Adding a New Dataset
This guide provides basic steps for how to add and then integrate a new dataset into your local instance using various Open Semantic Framework tools.
The Example Case
We will take as our example adding a new dataset of single-family dwelling housing starts for the year 2006 by hypothetical neighborhood. The introduced data values are submitted under the "foo" namespace. We also introduce at the conclusion of the example that the attributes introduced by this data are new, and need to also be accommodated in the governing ontology of the instance.
Preparing Up the Dataset
The dataset is prepared up as a standard instance record object notation (irON), using the comma-delimited (spreadsheet) CSV format called commON. For more information on commON and how to define datasets in it, see the separate commON case study.
The example dataset can be downloaded (SFD_housing_starts.csv)for local inspection; it appears as this:
The basic layout begins with a definition of the dataset and its metadata (&&dataset), and then presents the actual data records(&&recordList). See further the commON case study.
Import a Dataset
Click on the top
Configuration menu item. Then, you have to click the
Configure OSF for Drupal modules.
To import a dataset, you simply have to click the
+ Import Dataset link on the
DATASETS & NETWORKS tab.
The Import Dataset page will let you import a dataset serialized in one of the following formats:
What you have to specify to import a new dataset is:
Dataset file to import
- Select the RDF file you want to import from your local computer
- Select the type of RDF file you are trying to import
- Define the name of the Dataset you are importing
Dataset description (Optional)
- Optionally define the description of that dataset
Custom Dataset URI (Optional)
- Define the URI of the dataset. If you don't provide any URI, then OSF for Drupal will create one for you
Save dataset on this network
- Choose on which OSF Web Services endpoint you want to import that dataset
Which role should have full permissions on this dataset
- Determine which users' role should have full CRUD permissions on this dataset
Then you only have to click the
Import button to start the dataset importation process.
At this point, the dataset got created into the OSF instance. All the content of the dataset file you imported as been indexed in that newly created dataset.
Once the dataset is imported, you will get redirected to a new page. If you checked the
Check attributes and types existence option, then you would be seeing the possible warnings on that page. If you didn't, then the user interface is asking you to click the
Expose Imported Dataset button. The only thing you have to do is to click on that button to get redirected to the form you have to fill to expose the dataset to Drupal.
The last step is to expose the dataset you just imported into the OSF instance to Drupal. If you skip this step, then the dataset will be on the OSF instance, but it won't be usable to any OSF for Drupal module.

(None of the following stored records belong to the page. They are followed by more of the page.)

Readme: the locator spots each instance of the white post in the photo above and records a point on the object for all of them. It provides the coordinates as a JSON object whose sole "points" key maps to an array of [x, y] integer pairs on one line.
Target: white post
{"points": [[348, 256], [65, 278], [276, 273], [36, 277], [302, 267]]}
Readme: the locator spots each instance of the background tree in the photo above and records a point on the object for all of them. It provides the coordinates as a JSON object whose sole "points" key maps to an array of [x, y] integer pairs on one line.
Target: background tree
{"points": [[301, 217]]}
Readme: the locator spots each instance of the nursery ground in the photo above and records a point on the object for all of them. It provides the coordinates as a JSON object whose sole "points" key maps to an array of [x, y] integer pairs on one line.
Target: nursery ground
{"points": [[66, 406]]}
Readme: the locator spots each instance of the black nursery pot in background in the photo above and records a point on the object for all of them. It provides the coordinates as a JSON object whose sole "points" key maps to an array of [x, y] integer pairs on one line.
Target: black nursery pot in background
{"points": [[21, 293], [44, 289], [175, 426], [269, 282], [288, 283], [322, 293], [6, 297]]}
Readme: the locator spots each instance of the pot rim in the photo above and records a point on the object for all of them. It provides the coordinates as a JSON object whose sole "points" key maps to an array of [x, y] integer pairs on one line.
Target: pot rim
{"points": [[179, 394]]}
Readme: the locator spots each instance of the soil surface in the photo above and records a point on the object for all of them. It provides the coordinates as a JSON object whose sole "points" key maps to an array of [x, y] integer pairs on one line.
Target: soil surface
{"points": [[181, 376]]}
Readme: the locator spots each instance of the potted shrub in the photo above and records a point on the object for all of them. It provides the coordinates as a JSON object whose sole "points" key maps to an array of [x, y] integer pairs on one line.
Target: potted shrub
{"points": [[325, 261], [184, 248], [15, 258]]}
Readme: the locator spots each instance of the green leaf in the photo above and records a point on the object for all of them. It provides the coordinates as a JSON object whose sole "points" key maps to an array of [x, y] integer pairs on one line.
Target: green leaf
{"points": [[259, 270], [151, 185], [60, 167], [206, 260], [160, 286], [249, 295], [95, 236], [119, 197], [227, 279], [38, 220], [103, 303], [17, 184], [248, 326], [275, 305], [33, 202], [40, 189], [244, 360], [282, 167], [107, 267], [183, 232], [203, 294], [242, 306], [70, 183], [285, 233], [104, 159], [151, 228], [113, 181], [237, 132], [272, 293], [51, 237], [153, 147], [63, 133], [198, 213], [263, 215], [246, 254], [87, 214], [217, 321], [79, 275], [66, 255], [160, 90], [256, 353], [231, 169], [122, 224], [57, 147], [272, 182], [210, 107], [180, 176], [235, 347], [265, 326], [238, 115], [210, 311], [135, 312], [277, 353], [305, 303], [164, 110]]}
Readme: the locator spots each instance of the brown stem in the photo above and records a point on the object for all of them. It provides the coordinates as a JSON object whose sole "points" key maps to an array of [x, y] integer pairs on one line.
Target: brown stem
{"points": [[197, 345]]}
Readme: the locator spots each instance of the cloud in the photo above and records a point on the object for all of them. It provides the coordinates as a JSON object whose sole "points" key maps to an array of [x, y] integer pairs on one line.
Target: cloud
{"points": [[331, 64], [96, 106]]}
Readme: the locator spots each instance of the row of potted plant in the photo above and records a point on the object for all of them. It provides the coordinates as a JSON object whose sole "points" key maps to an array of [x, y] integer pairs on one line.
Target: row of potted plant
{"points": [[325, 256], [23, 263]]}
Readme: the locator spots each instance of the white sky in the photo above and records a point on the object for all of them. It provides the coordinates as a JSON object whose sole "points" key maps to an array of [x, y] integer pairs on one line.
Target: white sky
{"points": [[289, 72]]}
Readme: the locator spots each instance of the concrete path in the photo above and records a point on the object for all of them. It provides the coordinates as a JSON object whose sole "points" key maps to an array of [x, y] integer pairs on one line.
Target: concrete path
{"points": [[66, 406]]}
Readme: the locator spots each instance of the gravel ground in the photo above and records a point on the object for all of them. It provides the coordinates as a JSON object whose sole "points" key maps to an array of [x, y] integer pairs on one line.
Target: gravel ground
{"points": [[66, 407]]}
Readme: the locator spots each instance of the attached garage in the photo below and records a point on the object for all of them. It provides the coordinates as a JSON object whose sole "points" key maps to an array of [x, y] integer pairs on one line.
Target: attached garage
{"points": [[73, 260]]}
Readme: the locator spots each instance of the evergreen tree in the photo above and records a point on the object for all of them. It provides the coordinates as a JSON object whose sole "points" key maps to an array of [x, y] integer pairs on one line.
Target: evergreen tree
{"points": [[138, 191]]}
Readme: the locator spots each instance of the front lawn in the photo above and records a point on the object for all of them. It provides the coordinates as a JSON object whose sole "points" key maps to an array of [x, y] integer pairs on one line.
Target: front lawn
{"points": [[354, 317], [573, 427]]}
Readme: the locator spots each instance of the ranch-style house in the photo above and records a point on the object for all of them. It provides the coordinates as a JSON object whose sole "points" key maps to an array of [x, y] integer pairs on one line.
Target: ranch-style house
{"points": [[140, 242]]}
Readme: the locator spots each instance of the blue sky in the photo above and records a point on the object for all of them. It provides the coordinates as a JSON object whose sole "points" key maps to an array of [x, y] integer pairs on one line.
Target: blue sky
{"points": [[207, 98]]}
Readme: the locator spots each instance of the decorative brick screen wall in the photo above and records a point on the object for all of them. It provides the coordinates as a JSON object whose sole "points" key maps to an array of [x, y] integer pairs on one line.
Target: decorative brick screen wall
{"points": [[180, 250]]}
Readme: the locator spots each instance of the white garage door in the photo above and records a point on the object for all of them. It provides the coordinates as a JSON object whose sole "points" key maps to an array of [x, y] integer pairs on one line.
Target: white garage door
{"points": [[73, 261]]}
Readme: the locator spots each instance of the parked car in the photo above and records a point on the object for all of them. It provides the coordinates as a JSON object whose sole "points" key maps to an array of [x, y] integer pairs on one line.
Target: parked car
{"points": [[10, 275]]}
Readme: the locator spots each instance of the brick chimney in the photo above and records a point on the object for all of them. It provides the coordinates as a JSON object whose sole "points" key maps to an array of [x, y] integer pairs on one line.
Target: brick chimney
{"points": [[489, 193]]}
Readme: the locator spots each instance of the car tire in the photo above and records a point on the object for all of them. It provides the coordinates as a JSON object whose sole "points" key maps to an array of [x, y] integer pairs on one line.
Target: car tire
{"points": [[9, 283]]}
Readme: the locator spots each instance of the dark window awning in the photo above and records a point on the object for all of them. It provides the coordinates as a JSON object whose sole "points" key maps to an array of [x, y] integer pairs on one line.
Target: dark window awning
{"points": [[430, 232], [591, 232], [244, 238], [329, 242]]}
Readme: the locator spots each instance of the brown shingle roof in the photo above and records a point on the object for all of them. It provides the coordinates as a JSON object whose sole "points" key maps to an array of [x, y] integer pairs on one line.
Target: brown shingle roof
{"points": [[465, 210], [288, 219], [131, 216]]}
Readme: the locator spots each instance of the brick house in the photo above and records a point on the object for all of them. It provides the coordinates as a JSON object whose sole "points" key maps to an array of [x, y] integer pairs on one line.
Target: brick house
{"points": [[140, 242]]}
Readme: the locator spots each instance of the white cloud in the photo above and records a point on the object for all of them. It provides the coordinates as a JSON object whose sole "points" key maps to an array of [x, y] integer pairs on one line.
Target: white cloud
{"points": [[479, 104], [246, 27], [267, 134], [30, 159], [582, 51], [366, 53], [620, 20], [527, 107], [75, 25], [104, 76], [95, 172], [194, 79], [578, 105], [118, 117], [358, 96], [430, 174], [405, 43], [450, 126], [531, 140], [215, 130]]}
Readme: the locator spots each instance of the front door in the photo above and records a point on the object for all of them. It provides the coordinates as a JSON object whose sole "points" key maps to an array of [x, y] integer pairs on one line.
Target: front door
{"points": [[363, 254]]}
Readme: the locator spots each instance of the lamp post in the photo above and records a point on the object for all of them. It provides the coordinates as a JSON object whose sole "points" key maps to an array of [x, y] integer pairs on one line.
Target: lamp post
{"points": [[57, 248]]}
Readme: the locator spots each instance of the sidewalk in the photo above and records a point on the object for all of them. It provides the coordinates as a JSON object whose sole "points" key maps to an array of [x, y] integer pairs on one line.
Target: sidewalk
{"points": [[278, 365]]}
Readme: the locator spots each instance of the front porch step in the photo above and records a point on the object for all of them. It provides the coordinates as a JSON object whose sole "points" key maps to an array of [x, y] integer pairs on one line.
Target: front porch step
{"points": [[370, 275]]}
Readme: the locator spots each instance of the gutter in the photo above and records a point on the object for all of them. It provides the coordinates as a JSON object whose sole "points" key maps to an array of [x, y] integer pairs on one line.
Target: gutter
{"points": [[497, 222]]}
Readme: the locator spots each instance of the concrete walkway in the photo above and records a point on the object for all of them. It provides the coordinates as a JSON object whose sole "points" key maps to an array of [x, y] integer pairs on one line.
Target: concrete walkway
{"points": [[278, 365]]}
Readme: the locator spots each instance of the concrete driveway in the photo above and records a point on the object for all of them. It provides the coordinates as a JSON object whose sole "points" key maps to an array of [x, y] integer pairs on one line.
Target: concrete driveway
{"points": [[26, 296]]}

- This is the name you want to give to this dataset. This name is local to this Drupal instance. It will be used to refer to the dataset within the user interface of this Drupal portal
Dataset is searchable
- This specifies if you want to have this dataset searchable by the OSF SearchAPI module. If this option is unchecked then the content of this dataset won't participate into the seaches performed by the OSF SearchAPI module
Once you are done, you simply have to click the
Save button to expose this newly imported dataset to Drupal.
Now you can see the newly imported dataset in the list of accessible datasets.
Conceptual Implications of the Dataset
Now that the dataset has been added, we need to make sure that it is properly modeled and linked into the domain ontology guiding your specific instance. (If you are not already familiar with them, you may want to see the other background material regarding ontologies on this wiki.)
You may find, for example, that to properly include your new data in your system, that you are missing a "bridging concept" between an existing concept ("parent") already in the ontology, as well as some attributes (data) that describe that concept.
Let's say, for example, that our existing ontology has the concept of housing, but not the concept of single-family dwellings or the specific data attributes captured by our 'SFD Housing Starts' data. The basic conceptual gap this represents appears as follows, with housing representing the "parent" concept and single-family dwellings the "child":
Integrating the Dataset with the Ontology
Because of the conceptual implications noted above, some changes to the existing ontology need to be made in order to effect this integration. Please see the following guide on Adding an Ontology Concept using Protégé for the next steps in this process.
Dealing with Missing Attributes and Types
If you are using structImport to import a dataset and that the option "Check for missing attributes and types in the imported dataset." is enable, or if your importation script support that functionality, then each time you import a new dataset, the system will tell you which attributes, or types, used in the dataset are missing in the ontologies structure currently used by the OSF instance.